CAMBRIDGE/BERKELEY/BERLIM – As mudanças de paradigma no pensamento econômico dominante geralmente acompanham crises que exigem novas respostas, como ocorreu depois da estagflação – baixo crescimento e inflação elevada – ter atingido as economias avançadas na década de 1970. E pode estar acontecendo novamente, à medida que as democracias liberais confrontam uma onda de desconfiança popular na sua capacidade de servir aos seus cidadãos e enfrentar as múltiplas crises – que vão das alterações climáticas às insuportáveis desigualdades ​​e aos grandes conflitos globais – que ameaçam o nosso futuro.

As consequências podem agora ser vistas nos Estados Unidos, onde o ex Presidente Donald Trump tem boas chances de vencer as eleições presidenciais de novembro. Da mesma forma, um governo de extrema-direita poderia assumir o poder na França após as antecipadas próximas eleições. Para evitar políticas populistas perigosas que exploram a raiva dos eleitores e para evitar grandes danos à humanidade e ao planeta, temos de abordar urgentemente as profundas causas do ressentimento das pessoas.

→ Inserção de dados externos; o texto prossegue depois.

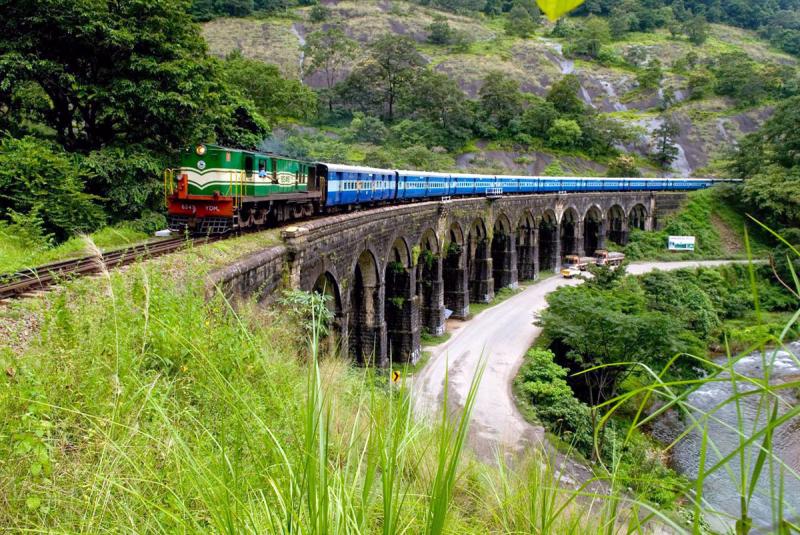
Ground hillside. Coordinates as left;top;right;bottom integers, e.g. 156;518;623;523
203;0;797;175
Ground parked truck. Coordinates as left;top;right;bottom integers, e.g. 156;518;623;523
594;249;625;267
561;255;597;279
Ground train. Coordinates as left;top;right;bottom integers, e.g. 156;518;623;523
164;144;728;234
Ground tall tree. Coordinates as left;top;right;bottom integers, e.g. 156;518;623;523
304;26;358;111
0;0;266;152
652;115;680;168
478;71;522;130
367;34;425;121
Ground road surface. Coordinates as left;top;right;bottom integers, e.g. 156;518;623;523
411;261;744;461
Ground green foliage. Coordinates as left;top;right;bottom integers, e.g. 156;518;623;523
606;155;641;178
636;58;664;89
347;112;389;144
729;97;800;230
713;53;766;105
568;17;611;58
308;4;331;22
478;71;522;130
505;5;538;38
547;119;583;149
222;50;317;121
0;137;105;240
0;0;264;151
515;348;594;457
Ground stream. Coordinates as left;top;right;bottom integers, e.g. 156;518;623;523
653;342;800;533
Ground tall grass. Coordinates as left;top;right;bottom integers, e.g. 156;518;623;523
0;228;800;534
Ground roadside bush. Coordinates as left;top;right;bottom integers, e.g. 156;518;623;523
516;348;594;457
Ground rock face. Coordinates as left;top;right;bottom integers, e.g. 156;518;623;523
203;0;797;176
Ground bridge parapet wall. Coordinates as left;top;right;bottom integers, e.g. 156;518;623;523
206;192;685;365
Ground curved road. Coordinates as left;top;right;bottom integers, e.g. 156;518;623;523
411;261;744;461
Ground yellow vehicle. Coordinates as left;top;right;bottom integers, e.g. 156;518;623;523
594;249;625;267
561;255;597;279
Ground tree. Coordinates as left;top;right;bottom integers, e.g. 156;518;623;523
636;58;664;89
398;69;474;149
683;15;708;46
428;15;452;45
714;52;765;104
571;17;611;58
651;116;680;169
547;74;585;115
303;26;358;111
728;97;800;229
547;119;583;149
537;279;681;412
506;5;538;38
222;50;317;120
0;136;105;240
478;71;522;130
369;34;425;121
308;4;331;22
0;0;266;152
520;97;558;138
606;154;642;178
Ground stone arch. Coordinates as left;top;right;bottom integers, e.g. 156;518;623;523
606;204;628;245
311;271;347;353
491;214;517;292
383;237;419;363
348;249;386;366
583;205;606;256
466;218;494;303
415;228;444;336
517;210;539;280
536;209;561;270
441;222;469;319
628;203;648;230
558;206;583;260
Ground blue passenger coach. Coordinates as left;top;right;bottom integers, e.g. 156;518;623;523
316;163;728;207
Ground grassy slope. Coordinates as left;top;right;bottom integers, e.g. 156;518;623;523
0;237;640;533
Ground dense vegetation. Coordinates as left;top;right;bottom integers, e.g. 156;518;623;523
0;0;269;244
515;265;800;505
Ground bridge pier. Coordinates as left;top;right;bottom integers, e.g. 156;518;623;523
417;249;445;336
517;221;539;281
234;192;685;366
491;220;519;292
469;237;494;303
442;242;469;319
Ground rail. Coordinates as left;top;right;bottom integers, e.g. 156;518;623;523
0;236;223;301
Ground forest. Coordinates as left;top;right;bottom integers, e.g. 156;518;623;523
0;0;800;255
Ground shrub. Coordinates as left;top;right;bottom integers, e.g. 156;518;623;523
0;136;105;240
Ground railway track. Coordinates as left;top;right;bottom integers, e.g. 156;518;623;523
0;236;223;302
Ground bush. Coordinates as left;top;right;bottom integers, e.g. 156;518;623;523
0;136;105;240
516;348;594;457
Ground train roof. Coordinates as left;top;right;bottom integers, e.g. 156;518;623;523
450;173;497;178
397;170;451;178
318;162;394;175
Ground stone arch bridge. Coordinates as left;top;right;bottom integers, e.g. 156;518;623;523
211;192;684;366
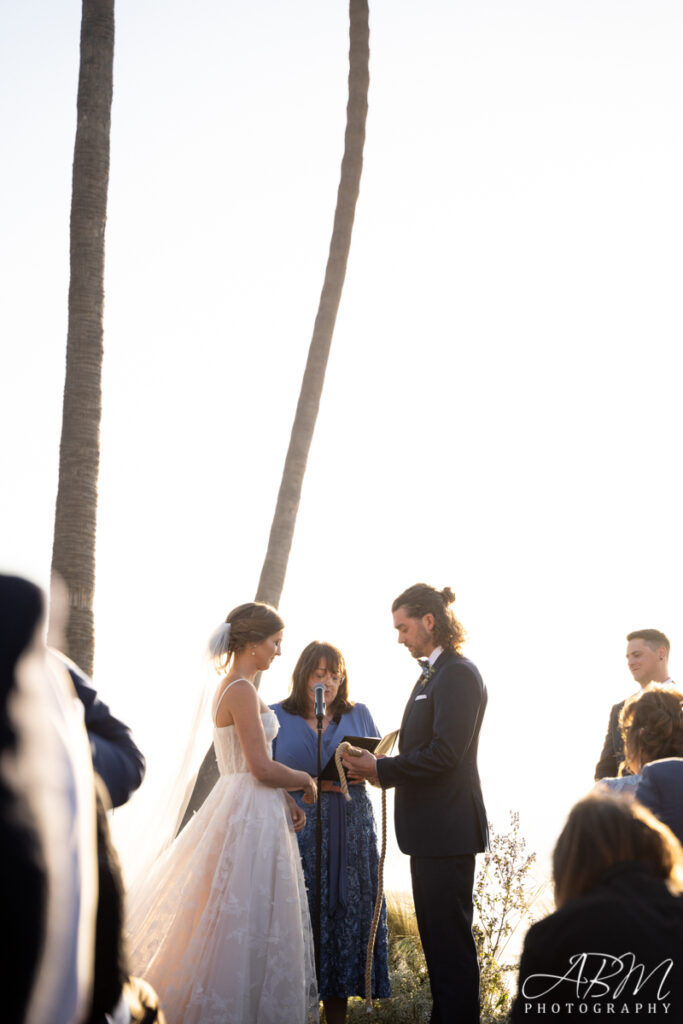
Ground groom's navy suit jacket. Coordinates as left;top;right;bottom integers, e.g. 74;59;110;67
377;651;488;857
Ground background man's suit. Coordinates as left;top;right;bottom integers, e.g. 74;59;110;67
377;651;488;1024
595;700;626;782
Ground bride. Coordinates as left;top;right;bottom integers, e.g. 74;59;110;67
127;603;317;1024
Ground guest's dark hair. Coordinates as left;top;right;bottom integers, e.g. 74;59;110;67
553;788;683;907
626;630;671;654
618;683;683;765
283;640;353;722
211;601;285;669
391;583;465;651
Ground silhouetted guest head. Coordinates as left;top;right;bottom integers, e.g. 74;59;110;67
620;683;683;772
209;601;285;669
283;640;353;719
553;790;683;907
0;575;47;1021
626;630;671;686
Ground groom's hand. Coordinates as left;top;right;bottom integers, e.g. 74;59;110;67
342;751;377;782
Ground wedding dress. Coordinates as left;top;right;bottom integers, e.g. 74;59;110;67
128;680;317;1024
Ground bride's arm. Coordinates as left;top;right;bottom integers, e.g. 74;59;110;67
224;680;315;803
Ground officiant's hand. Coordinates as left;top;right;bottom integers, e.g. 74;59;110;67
285;793;306;831
342;751;377;782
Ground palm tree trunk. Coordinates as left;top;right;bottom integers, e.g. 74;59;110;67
256;0;370;607
52;0;114;674
178;0;370;831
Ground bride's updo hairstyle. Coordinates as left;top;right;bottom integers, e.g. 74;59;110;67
391;583;465;651
209;601;285;670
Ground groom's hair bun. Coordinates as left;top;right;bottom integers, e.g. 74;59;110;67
391;583;465;651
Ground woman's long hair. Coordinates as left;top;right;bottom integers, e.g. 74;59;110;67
553;788;683;907
283;640;353;722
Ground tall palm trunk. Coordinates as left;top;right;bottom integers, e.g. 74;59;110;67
179;0;370;830
256;0;370;606
52;0;114;674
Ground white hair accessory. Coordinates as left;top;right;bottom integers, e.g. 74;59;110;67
209;623;230;657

Com esse imperativo em mente, muitos economistas e profissionais de renome reuniram-se em Berlim no final de maio para uma cúpula organizada pelo Fórum Nova Economia. A cúpula “Reconquistar o Povo” levou a algo semelhante a um novo entendimento que poderá substituir o “Consenso de Washington” de mercado liberal, que durante quatro décadas enfatizou a primazia do livre comércio e dos fluxos de capital, da desregulamentação, da  privatização e de outras medidas pró-mercado.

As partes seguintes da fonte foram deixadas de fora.